Of course, there is a risk to the bank from having 100 mortgages on their books – people could fall behind in paying them or simply default. Besides 4% is not a very exciting return in the world of masters of the universe.
So the bank, or rather the executives of the bank, might want to sell these mortgages so they can make a more lucrative use of the bank’s money. Selling the mortgages will probably generate less than 100 mln and the bank would forgo the cash-flow income of 4 mln p.a. Therefore there must be a better solution.
There is indeed one. It is called special purpose entity (SPE) or special purpose vehicle (SPV). It is a legal entity, much like a corporation, but not entirely like a corporation. It is more like the legal hull of a corporation containing almost only financial assets.
Since it is a separte entity, it is no longer represented on the banks books, the fianacial and legal risk is thus off-loaded.
So our bank, let’s call it Bank A, goes on and establishes this SPE, which we call SPE1, and intends to sell to it the mortgages for 100mln.

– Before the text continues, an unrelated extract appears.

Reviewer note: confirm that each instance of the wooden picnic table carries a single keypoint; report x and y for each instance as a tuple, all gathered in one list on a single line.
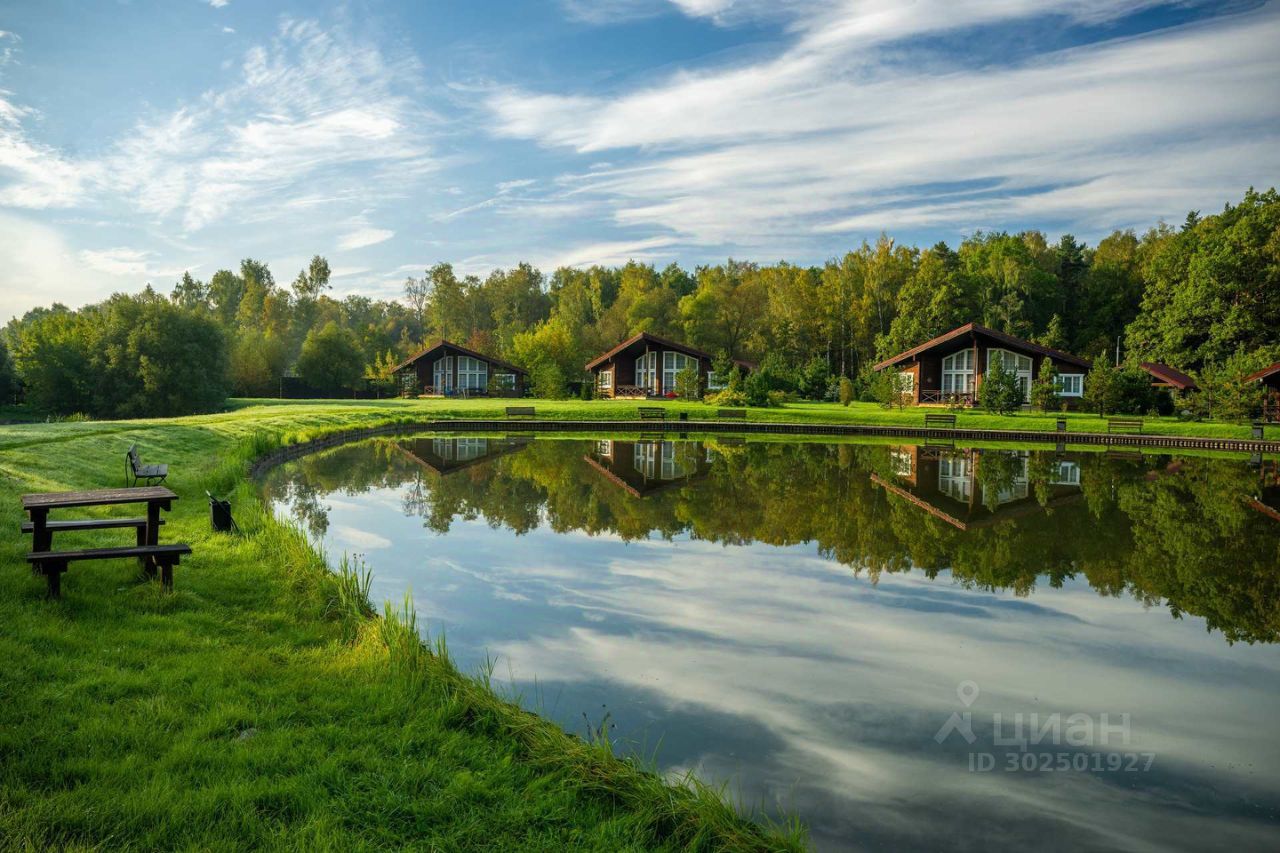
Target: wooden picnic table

The SPE1, however, does not have cash yet, so it needs a loan, which luckily, Bank A, being a bank, is able and willing to provide – however, at 6% interest p.a. Bank A doesn’t want to be commited for 10 years for 6% only (interest rate risk. Besides SPE1 is risky, we’ll see below why), so it makes the loan 5 years only. This could also be two years, but let’s make the example with 5 years.
Having received the cash, SPE1 now buys the mortgages from Bank A for 100 mln. Bank A has now 100 mln cash back in its accounts, a loan at 6% p.a. to SPE1 outstanding (interest, i.e. an income of 6.76 mln p.a.) and the loan will now be available for re-investing in 5 years instead of 10. In fact, 26.76mln will be available for re-investing after the first year already.
Best of all, the 100 mln in cash received for the sale of the mortgages are immediately available for issuing new mortgages. So that the game can start anew with an SPE2.
The clever bank executives get a bonus for increasing profits by more than 50% in one year (just by rearanging the balance sheet, but of course they won’t say so, they are clever). Bonuses are necessary, say the executives, to retain such talent that comes up with brilliant solutions like this. Of course, when they talk about ‘talent’ that must be retained, they are really talking about themselves.
Balance sheet Bank A before and after off-loading mortgages to SPE1
Now, SPE1 needs to generate an income of at least $26.76 mln p.a. over 5 years in order to repay the loan with interest to A. How does it do that, after all the mortgages still do only pay 4%, or 4 mln p.a.?
SPE1 could issue shares or bonds. Lets assume bonds. SPE1 issues 1 mln bonds (e.g. CMOs), $30 each at 2% p.a., but that would just postpone the day of reckoning.
The 30mln generated in year one can be used to service the loan (with 26.76mln for year one), and the bondholders (o.6mln for year one) and we haven’t even factored in that SPE1 also has talent that wants to be retained.
However, for year two already, SPE1 will need a new source of funds, which it has to find for example by issuing new bonds/shares, or other types of debt, etc.
There is a whole host of such debt instruments with names like CDOs, CMOs, CLOs, CFOs,RMBS,CMBS and more. There are even CDOs based on CDSs. This bullshit is called financial ‘innovation’.
My conclusion then is that, over a longer period of time, this is as sure to crash as the usual pyramid scheme. Why? Well, because it IS a pyramid scheme.
The only real thing in this game are the fees and the bonuses, the rest is just smoke and mirrors used to hide the true state of affairs.